UNITY Youth leader collects water for Navajo residents after mine spill
A Mesa UNITY youth leader is collecting bottled water for Navajo Nation residents after the Environmental Protection Agency triggered a spill that sent three million gallons of wastewater from an abandoned Colorado mine into the Animas River earlier this month. The spill caused the river, which runs into the San Juan River on the Navajo Nation, to turn into a yellow orange sludge. Nicole Lucero,18, a member of the Navajo Nation, has collected dozens of cases of bottled water to distribute to those immediately affected by the spill. Lucero, who now lives in Mesa, grew up near the towns of Farmington and Aztec, New Mexico, which are close to the San Juan River.
The EPA confirmed the wastewater contained zinc, iron, copper and other heavy metals. Federal and tribal officials, who have been testing the water, now say the quality of the San Juan River water on the Navajo Nation has returned to what it was before the spill. However, Navajo Nation leaders fear the spill will affect the tribe for decades to come as tribal farmers and ranchers use the water for crops and livestock. Navajo Nation President Russell Begaye says he wants the EP to remove all contaminated sediment from the San Juan River and expects the agency to pay for his tribe’s hardships and expansive emergency response.

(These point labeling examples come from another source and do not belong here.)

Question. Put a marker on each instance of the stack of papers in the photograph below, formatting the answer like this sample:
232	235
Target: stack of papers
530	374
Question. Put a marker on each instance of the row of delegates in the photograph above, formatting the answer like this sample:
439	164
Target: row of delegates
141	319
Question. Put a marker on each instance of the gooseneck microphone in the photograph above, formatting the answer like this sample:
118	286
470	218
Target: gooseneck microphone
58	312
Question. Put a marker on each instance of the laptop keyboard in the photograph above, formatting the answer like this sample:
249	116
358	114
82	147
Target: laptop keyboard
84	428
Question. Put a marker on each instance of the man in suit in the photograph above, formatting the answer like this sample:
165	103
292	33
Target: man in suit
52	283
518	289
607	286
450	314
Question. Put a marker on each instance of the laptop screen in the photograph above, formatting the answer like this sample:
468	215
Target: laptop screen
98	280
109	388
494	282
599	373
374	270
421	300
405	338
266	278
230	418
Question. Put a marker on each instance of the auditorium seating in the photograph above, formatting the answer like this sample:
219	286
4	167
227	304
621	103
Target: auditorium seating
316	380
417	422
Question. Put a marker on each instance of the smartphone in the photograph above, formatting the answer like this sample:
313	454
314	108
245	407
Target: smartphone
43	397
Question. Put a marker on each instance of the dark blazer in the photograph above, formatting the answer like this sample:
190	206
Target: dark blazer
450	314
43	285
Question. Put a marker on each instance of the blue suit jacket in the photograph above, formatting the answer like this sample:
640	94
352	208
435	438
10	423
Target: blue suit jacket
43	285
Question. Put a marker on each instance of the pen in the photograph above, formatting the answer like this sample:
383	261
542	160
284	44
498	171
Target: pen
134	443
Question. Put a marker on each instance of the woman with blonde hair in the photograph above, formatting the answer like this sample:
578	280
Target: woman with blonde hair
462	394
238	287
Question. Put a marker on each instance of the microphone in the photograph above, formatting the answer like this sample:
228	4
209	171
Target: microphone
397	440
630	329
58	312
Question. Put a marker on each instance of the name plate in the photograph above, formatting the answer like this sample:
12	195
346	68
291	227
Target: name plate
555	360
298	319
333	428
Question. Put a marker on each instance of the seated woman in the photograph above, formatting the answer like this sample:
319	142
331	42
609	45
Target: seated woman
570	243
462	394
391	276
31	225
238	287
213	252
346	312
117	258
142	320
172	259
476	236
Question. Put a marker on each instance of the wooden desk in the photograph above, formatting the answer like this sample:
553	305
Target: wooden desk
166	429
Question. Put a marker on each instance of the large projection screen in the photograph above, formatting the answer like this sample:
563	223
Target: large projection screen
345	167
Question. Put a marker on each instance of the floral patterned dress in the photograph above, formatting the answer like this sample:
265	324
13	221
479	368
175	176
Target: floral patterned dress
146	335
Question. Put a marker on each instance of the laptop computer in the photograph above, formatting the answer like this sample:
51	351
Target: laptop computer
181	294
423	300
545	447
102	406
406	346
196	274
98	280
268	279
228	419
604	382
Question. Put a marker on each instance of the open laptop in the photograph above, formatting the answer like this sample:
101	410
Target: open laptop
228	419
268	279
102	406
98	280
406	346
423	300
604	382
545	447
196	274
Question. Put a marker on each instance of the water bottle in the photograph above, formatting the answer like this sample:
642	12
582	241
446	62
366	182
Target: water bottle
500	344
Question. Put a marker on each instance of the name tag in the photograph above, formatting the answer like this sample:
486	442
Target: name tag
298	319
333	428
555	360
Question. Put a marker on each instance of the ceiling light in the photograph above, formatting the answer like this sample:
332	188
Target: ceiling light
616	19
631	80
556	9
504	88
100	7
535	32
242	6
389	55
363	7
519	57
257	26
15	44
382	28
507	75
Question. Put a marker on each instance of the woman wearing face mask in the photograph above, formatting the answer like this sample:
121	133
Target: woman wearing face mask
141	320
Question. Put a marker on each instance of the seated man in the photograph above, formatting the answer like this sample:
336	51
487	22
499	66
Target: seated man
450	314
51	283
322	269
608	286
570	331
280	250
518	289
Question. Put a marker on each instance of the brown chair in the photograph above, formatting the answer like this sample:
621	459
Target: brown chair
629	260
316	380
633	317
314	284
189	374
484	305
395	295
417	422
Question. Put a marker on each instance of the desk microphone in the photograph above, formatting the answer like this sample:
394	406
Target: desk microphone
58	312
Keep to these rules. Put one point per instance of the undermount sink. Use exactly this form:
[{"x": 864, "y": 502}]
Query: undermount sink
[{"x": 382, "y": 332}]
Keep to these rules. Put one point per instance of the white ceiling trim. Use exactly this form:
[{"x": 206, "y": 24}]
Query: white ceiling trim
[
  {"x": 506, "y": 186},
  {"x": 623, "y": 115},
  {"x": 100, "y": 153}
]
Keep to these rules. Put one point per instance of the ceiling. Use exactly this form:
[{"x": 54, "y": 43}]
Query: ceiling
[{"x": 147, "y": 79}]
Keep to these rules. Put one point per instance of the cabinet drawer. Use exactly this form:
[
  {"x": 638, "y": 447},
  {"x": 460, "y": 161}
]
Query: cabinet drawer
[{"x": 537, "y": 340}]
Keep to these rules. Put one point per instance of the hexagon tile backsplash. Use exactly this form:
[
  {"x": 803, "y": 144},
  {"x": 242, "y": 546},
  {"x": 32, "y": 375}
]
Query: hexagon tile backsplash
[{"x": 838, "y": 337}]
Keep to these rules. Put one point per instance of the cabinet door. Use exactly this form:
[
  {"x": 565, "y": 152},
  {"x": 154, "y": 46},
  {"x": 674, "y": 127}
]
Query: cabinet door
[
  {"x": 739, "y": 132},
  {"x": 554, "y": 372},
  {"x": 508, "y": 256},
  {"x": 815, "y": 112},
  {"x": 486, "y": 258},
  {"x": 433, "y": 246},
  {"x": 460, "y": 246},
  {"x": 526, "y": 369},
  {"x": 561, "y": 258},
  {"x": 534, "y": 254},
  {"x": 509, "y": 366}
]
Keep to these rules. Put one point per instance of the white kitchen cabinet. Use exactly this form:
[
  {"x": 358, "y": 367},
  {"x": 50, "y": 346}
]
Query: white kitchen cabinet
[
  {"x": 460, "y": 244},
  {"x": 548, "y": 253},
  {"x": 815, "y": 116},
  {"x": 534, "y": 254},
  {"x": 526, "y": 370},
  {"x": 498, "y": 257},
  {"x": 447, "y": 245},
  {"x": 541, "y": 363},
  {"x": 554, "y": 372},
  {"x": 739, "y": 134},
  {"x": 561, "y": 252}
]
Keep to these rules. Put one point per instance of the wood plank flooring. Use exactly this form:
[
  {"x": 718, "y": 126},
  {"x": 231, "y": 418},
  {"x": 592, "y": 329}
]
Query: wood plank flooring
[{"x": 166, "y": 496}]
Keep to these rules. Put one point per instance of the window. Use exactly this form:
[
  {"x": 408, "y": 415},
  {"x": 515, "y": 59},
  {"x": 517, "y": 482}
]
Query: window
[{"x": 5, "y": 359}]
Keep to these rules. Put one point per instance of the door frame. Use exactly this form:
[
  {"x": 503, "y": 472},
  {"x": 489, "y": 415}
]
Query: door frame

“I started the water drive because I grew up near the river. I loved going to the park that the river ran through. Now that I don’t live there anymore, it saddens me that my childhood memory has been contaminated by the federal government. As a child, my grandfather would take us to the river and pray. He told us ‘We must protect Mother Nature for she is our home.'” Lucero, who used the UNITY headquarters as a drop off site, will deliver the water in the near future.